I know part of what the book is doing -- I'm a little familiar with universal algebra.
Universal algebra is an approach that can study many diverse kinds of algebraic structures simultaneously, such as:
groups, abelian groups, rings, modules over a ring, vector spaces over a particular field, algebraic lattices, algebras over a ring, representations of a discrete group acting on a vector space over a particular field, etc.
(but not fields!)
The connecting theme is that all of these structures can be defined by writing down the allowed operations, and some equational identities they satisfy.
For example, let Omega (that should be the capital Greek letter) be the
type consisting of a binary operation *, a unary operation ^-1, and a nullary operation 1. (Yes, that's essentially just a constant, but it's fruitful to think of it as a function with no arguments)
The category of structures that have those three operations are called
Omega-algebras.
The category of groups is a
variety of Omega-algebras, defined by taking the quotient by the following relations:
1 * x = x
x * 1 = x
x * x^-1 = 1
x^-1 * x = 1
x * (y * z) = (x * y) * z
This is the general idea behind the foundations of universal algebra.
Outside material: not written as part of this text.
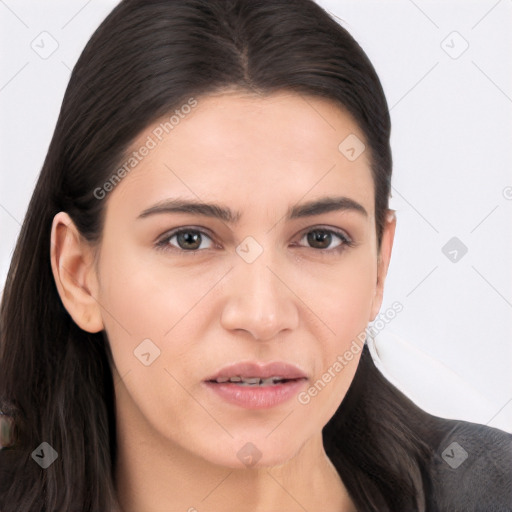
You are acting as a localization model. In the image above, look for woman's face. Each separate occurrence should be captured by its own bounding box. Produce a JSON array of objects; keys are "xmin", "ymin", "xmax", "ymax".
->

Another example is vector spaces over a field K.
The type for this structure consists of the binary operation +, the unary operation -, the nullary operation 0, and one unary operation for every element of K.
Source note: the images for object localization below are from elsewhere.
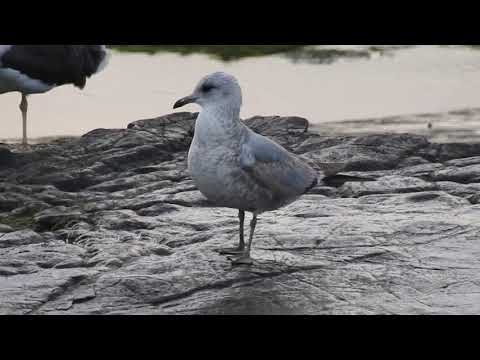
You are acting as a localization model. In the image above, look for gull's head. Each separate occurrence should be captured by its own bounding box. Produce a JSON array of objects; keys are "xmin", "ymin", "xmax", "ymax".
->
[{"xmin": 173, "ymin": 72, "xmax": 242, "ymax": 110}]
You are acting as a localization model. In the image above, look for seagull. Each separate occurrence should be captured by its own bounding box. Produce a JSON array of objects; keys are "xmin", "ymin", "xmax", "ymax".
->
[
  {"xmin": 0, "ymin": 45, "xmax": 109, "ymax": 147},
  {"xmin": 174, "ymin": 72, "xmax": 318, "ymax": 265}
]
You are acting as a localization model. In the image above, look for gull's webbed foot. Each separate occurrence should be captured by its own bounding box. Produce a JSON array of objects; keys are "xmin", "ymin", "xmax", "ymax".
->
[
  {"xmin": 18, "ymin": 143, "xmax": 32, "ymax": 152},
  {"xmin": 216, "ymin": 247, "xmax": 245, "ymax": 255}
]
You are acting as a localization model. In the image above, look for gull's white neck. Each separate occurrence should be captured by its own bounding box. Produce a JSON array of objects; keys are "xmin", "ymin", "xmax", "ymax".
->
[{"xmin": 194, "ymin": 103, "xmax": 243, "ymax": 147}]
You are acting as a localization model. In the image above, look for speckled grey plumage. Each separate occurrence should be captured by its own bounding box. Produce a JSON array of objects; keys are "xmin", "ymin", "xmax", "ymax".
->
[{"xmin": 174, "ymin": 72, "xmax": 318, "ymax": 263}]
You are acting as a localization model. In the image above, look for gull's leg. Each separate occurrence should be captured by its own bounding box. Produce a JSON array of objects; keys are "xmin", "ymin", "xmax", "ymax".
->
[
  {"xmin": 231, "ymin": 213, "xmax": 257, "ymax": 265},
  {"xmin": 19, "ymin": 94, "xmax": 29, "ymax": 149},
  {"xmin": 217, "ymin": 210, "xmax": 246, "ymax": 255}
]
Then, the equational identities include (among other things) one equation of the form
k (v + w) = k(v) + k(w)
for every element k of K.
Anyways, if you were reading what I said above, you knew logic but not algebra, you would have thought I was talking about model theory.
Specifying the underlying type of a universal algebra is essentially the same thing as specifying a formal language -- they're both simply a list of symols and how many arguments they accept.
The structures of this language are precisely the Omega-algebras.
In the univeral algebra setting, we take the quotient by certain algebraic identities to create the structures of interest.
In the logical setting, we look for structures that satisfy those algebraic identities. (i.e. models of those identities)
To repeat...
From the universal point of view, a group is nothing more than the quotient of Omega-algebra by a particular set of relations.
From the logical point of view, a group is nothing more than a structure in a particular language that satisfies a particular set of propositions.
So, foundationally at least, universal algebra is simply a special case of model theory where the statements to model take a particular form.